Quali consigli daresti per chi ha voglia di provare a realizzare un laptopogram?
Arachide + coriandolo = good.

Come prevedi di migliorare la tecnica del laptogram?
Con la pratica.

Qual è la tua storia come fotografo?
Mi ricordo di aver fatto una foto quando avevo 8 o 9 anni. Ero in sala di fronte e mia mamma sedeva davanti al camino. Questo foto è probabilmente dello stesso periodo. Ho ritrovato il negativo un po' rovinato due anni fa quando sono tornato a casa.

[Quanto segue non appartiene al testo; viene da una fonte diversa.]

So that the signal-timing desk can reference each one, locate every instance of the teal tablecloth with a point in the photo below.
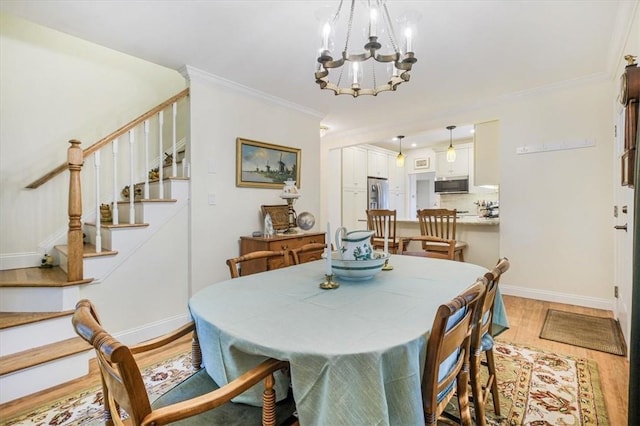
(356, 352)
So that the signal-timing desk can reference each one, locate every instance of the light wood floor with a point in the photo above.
(526, 317)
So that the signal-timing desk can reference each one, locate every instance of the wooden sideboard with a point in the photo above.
(250, 244)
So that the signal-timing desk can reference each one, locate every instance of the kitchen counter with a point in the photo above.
(462, 220)
(481, 234)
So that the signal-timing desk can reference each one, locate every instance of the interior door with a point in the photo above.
(623, 236)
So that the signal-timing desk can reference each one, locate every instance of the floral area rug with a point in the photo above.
(541, 388)
(86, 407)
(536, 388)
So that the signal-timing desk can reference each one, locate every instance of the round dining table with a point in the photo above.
(356, 352)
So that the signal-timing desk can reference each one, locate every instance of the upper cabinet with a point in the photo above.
(486, 153)
(377, 165)
(354, 168)
(460, 167)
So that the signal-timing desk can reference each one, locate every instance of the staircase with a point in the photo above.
(38, 347)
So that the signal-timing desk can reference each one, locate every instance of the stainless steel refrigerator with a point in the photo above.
(378, 189)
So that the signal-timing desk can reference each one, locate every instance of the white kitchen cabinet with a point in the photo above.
(486, 159)
(397, 175)
(460, 167)
(354, 168)
(354, 209)
(377, 164)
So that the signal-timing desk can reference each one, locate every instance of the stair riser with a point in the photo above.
(26, 382)
(170, 189)
(27, 336)
(38, 299)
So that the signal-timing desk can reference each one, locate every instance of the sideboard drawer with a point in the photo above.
(250, 244)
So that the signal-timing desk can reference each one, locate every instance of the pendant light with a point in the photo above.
(451, 151)
(400, 157)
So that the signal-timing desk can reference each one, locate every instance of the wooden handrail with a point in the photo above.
(107, 139)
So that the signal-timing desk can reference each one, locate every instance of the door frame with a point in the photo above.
(623, 241)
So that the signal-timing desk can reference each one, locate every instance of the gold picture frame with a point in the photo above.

Qualche anno fa ho smesso di sviluppare stampe in camera oscura. Ho scansionato tutti i miei negativi e me li sono autoinviati per posta. I laptopogram sono l'esatto opposto. Faccio le foto digitali e le stampo in analogico. È bello ricominciare.

Ho iniziato a fotografare con il digitale solo recentemente. Ora uso uso la mia fotocamera come un blocco note, facendo foto di tutto. Utilizzo CHDK. I miei pensieri sono condizionati da questa fotocamera. È come avere un memoria in cui puoi scartabellare.

Puoi raccontarci qualcosa dei tuoi esperimenti precedenti?
Mi piace pensare alla fotografia come performance.

Una volta ho fatto delle stampe di caseina e le ho messe su piccoli pezzi di pane. I negativi sono stati sviluppati con la menta. Qualcuno mi aveva detto che l'urina di cavallo era ottima, ma non trovandone in Helsinki ho usato la mia. Andavo in giro ad offrire dei fotobiscotti alle persone. Qualcuno li ha mangiati. Altri prima di mangiarli li osservavano un po'. Il potassio bicromato non fa bene. Non mangiatelo.

Al PKBB in Jakarta ho trovato una vecchia fotocopiatrice Xerox. Il linguaggio indonesiano è piuttosto divertente; 'foto' significa 'foto', 'kopi' significa 'caffè' e 'sus' significa 'latte'. ‘fotokopi’ significa 'fotocopia' e ‘kopisusu’ 'caffèlatte'.

Così ho inventato ‘fotokopisusu’. Ho sviluppato alcuni negativi con il caffenol (carbonato di soda e caffè) ed ho fatto alcune stampe con la caseina (etratta dal latte). Alle persone è stata data la possibilità di usare la Xerox. Alcuni hanno fatto fotocopie delle stampe kopisusu. Altri prendevano le mie stampe e lasciavano quelle della xerox.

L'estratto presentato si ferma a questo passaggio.